I have a table with a datetimeoffset field which is primary key. I want to filter my table with a datetime.
For example my table has:
2016-04-27 23:30:00.7684500 +03:00
2016-04-28 00:30:00.7684500 +03:00
In local time format, first row mean 2016-04-28 02:30:00 and second row means 2016-04-28 03:30:00. I mean two of them in date: 2016-04-28.
When I wanted to report transactions in date 2016-04-28, I get only second row.
declare @fromDate datetime
select @fromDate = '2016-04-28 00:00:00'
select * from MYTABLE where dto > @fromDate
Because, sql look at UTC time in datetimeoffset field.

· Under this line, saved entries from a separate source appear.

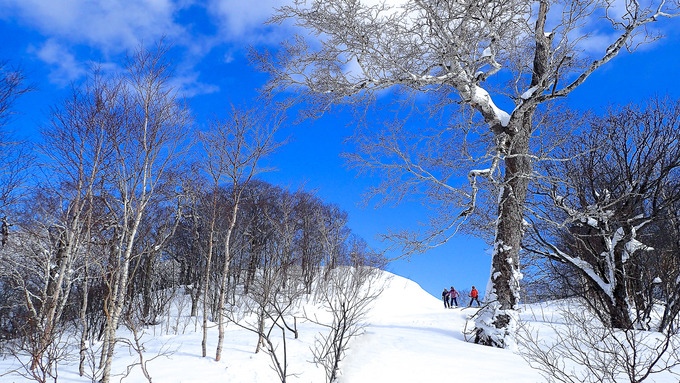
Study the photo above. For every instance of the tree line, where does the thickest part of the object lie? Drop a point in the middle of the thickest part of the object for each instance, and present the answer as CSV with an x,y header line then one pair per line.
x,y
130,202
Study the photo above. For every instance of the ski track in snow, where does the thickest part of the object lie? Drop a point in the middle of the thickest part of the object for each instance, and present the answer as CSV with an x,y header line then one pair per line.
x,y
409,337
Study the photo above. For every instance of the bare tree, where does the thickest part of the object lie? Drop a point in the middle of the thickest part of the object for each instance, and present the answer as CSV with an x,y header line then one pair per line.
x,y
455,50
580,348
346,295
602,211
234,148
147,141
15,157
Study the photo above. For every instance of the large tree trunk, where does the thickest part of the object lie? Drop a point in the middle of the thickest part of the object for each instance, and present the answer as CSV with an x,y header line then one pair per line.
x,y
225,278
494,321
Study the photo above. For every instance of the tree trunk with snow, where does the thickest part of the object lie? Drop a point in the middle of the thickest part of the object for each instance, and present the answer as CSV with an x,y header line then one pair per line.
x,y
452,49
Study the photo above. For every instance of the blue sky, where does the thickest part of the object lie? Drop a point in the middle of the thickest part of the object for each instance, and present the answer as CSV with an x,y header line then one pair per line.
x,y
55,42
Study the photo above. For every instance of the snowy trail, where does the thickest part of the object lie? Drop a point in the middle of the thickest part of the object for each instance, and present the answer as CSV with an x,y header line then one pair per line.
x,y
412,338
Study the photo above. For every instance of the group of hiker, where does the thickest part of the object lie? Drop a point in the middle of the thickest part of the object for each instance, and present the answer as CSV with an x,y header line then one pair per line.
x,y
450,297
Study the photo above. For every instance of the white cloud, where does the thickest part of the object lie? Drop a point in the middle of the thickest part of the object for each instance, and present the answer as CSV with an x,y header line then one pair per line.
x,y
187,85
110,25
65,67
238,19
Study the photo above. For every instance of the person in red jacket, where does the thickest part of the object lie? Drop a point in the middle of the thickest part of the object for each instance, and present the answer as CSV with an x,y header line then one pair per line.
x,y
453,294
474,296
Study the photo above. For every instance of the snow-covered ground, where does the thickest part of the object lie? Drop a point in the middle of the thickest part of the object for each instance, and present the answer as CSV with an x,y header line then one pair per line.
x,y
409,337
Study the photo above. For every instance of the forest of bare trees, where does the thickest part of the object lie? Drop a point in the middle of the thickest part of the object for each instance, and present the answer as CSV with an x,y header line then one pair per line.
x,y
129,203
128,208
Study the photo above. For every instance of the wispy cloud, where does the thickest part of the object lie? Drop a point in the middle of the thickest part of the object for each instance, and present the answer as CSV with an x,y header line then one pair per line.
x,y
112,26
65,67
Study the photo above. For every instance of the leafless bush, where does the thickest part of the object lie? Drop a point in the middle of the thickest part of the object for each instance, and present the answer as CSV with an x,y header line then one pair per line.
x,y
346,296
580,348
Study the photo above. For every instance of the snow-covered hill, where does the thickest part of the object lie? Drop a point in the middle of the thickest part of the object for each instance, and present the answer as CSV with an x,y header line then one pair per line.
x,y
409,337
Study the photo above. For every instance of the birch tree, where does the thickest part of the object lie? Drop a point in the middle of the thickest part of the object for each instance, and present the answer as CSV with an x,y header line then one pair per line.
x,y
458,51
147,141
234,148
602,212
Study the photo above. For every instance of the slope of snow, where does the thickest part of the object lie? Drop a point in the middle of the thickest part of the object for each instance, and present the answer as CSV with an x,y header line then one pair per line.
x,y
409,337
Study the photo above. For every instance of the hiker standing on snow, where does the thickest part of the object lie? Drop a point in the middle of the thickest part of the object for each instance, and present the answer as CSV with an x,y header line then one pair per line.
x,y
474,296
453,294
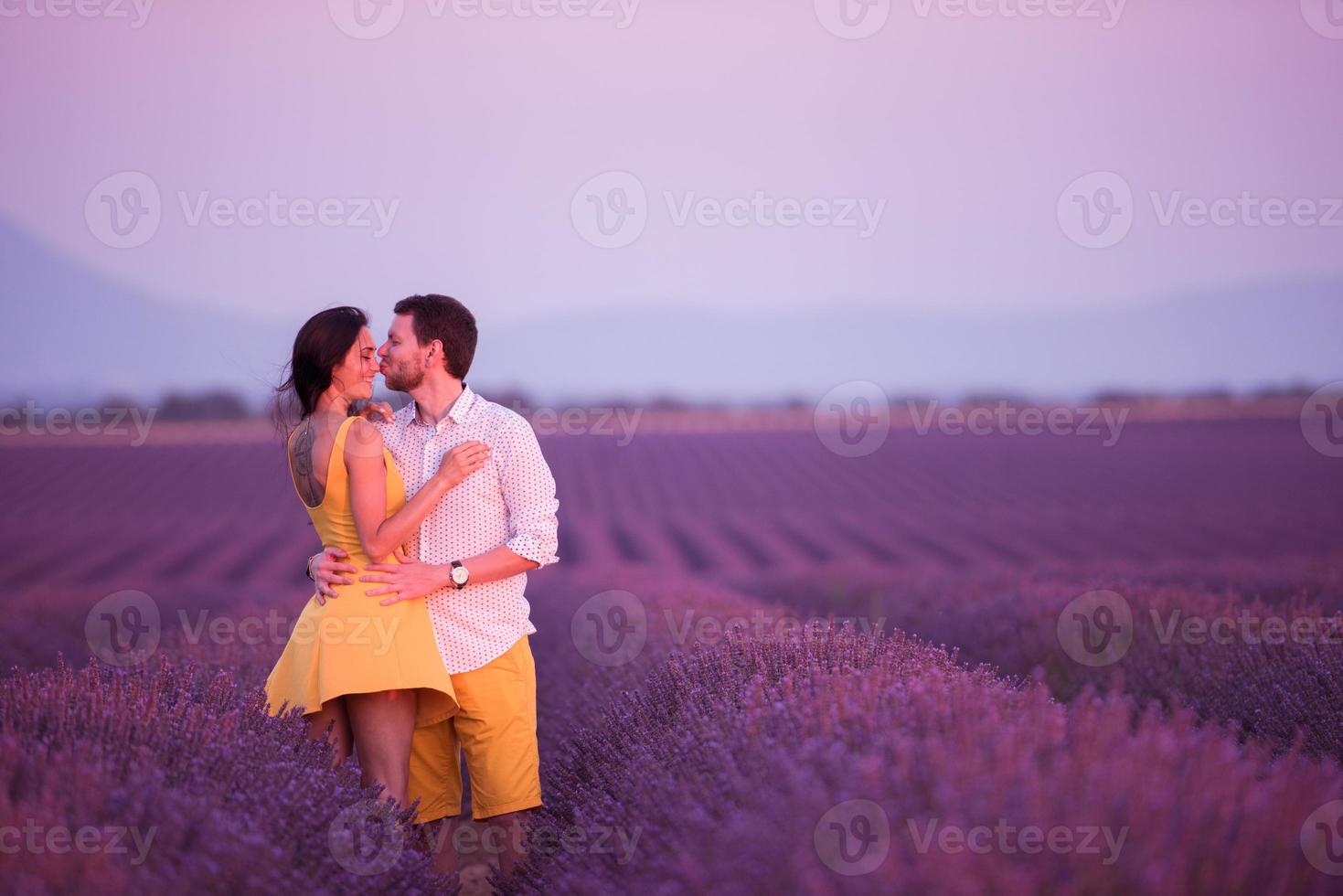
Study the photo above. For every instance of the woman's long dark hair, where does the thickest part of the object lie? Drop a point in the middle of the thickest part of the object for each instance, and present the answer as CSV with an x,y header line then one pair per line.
x,y
321,344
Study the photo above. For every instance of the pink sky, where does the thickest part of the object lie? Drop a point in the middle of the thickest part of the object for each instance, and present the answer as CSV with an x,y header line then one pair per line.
x,y
483,129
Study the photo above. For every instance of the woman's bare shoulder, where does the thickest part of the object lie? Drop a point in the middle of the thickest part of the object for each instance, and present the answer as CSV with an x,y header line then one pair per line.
x,y
363,441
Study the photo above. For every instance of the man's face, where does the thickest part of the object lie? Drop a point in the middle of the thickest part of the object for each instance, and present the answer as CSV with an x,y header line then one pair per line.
x,y
401,357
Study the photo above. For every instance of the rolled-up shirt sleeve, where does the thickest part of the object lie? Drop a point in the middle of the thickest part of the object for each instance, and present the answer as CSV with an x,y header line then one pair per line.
x,y
529,495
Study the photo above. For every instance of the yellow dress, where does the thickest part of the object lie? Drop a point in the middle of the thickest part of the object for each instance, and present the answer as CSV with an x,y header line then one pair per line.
x,y
352,644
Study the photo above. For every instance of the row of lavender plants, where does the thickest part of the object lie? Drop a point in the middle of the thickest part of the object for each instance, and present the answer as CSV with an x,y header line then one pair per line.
x,y
857,764
1222,644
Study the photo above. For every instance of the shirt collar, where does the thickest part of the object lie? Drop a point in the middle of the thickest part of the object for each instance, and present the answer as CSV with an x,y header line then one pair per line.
x,y
458,412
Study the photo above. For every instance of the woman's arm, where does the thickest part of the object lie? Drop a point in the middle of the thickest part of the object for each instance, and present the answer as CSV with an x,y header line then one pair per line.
x,y
378,532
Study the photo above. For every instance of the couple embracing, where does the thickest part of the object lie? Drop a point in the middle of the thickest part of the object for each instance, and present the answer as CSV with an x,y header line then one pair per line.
x,y
430,518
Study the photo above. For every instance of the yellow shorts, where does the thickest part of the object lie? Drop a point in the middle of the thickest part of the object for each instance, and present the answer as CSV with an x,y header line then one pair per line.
x,y
496,729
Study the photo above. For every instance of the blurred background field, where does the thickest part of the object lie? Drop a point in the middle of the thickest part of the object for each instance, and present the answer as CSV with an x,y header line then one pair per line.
x,y
974,543
747,269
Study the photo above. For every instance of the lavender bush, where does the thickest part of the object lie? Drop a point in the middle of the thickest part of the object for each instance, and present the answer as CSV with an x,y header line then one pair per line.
x,y
187,786
727,764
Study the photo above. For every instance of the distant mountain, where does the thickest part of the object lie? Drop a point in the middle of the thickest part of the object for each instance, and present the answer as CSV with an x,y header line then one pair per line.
x,y
78,336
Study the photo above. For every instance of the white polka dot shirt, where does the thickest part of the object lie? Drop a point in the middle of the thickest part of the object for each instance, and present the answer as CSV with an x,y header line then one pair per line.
x,y
509,501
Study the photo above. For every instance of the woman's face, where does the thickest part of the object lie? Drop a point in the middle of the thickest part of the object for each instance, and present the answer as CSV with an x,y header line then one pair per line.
x,y
354,378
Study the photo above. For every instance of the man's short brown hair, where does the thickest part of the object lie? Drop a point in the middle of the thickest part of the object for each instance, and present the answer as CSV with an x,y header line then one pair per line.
x,y
449,321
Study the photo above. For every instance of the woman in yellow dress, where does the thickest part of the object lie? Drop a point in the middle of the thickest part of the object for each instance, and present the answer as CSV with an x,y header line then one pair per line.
x,y
371,673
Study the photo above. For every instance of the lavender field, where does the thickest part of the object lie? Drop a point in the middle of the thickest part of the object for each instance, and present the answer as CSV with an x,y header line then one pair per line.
x,y
956,666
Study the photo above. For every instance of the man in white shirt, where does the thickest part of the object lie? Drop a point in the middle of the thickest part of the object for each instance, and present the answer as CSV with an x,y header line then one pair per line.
x,y
469,561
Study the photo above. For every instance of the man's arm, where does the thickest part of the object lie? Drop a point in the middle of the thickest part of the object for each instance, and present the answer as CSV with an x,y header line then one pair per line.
x,y
533,527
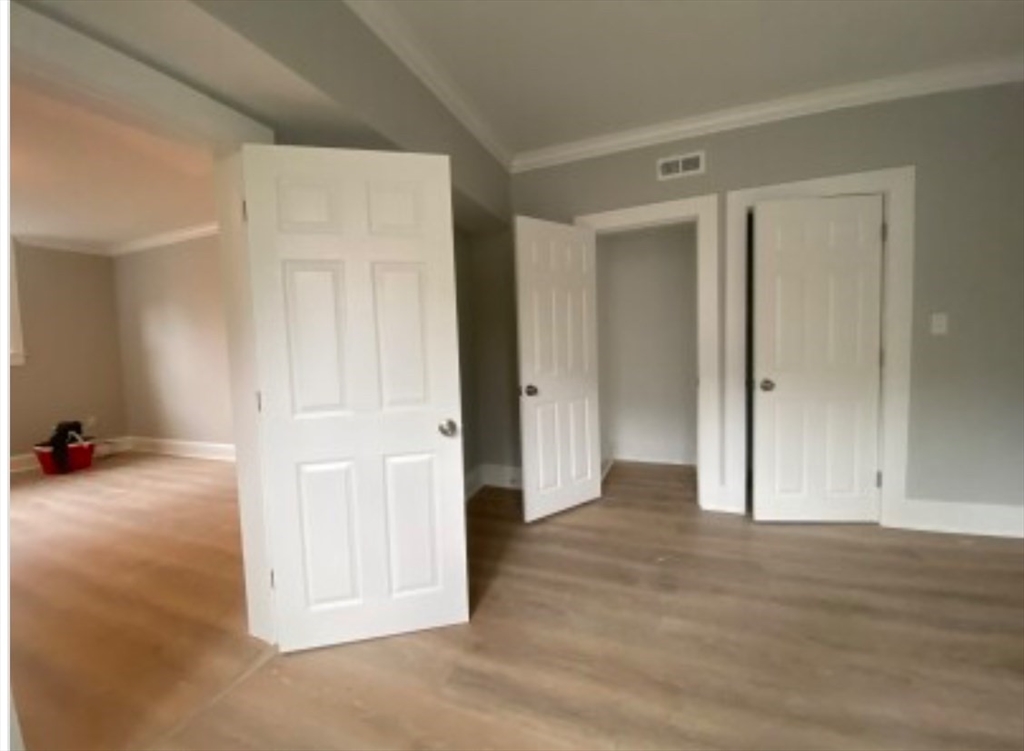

I can get what I really want like this:
declare @fromDate datetime
select @fromDate = '2016-04-28 00:00:00'
select * from MYTABLE where CAST(dto as datetime) > @fromDate
First and second row are coming.
The question is: does performance suffer due to casting? System looking and casting every row (sequential read), even if dto is the primary key?
Is there any better way?
Many thanks...
If your offset (+3) is a constant, you can try this:
declare @fromDate datetime
select @fromDate = '2016-04-28 00:00:00'
select * from MYTABLE where dateadd(hour, 3, dto) > @fromDate
Or you can use TODATETIMEOFFSET
as follow:
select * from MYTABLE where TODATETIMEOFFSET(dto, '03:00') > @fromDate
Absolutely ... I would recommend adding a Calculated Field to the table. This way, the conversion takes place automatically in SQL and there is not CAST or CONVERT needed in the query. Do a search on Calculated Field and insert your code
CONVERT(DATETIME, dto, 109)
or
TRY_CONVERT(DATETIME, dto, 109)
I would use TRY_CONVERT as you can specifically set the format of the DateTime for your new calculated field and if for some reason, dto is not a valid date, it will insert NULL as opposed to failing.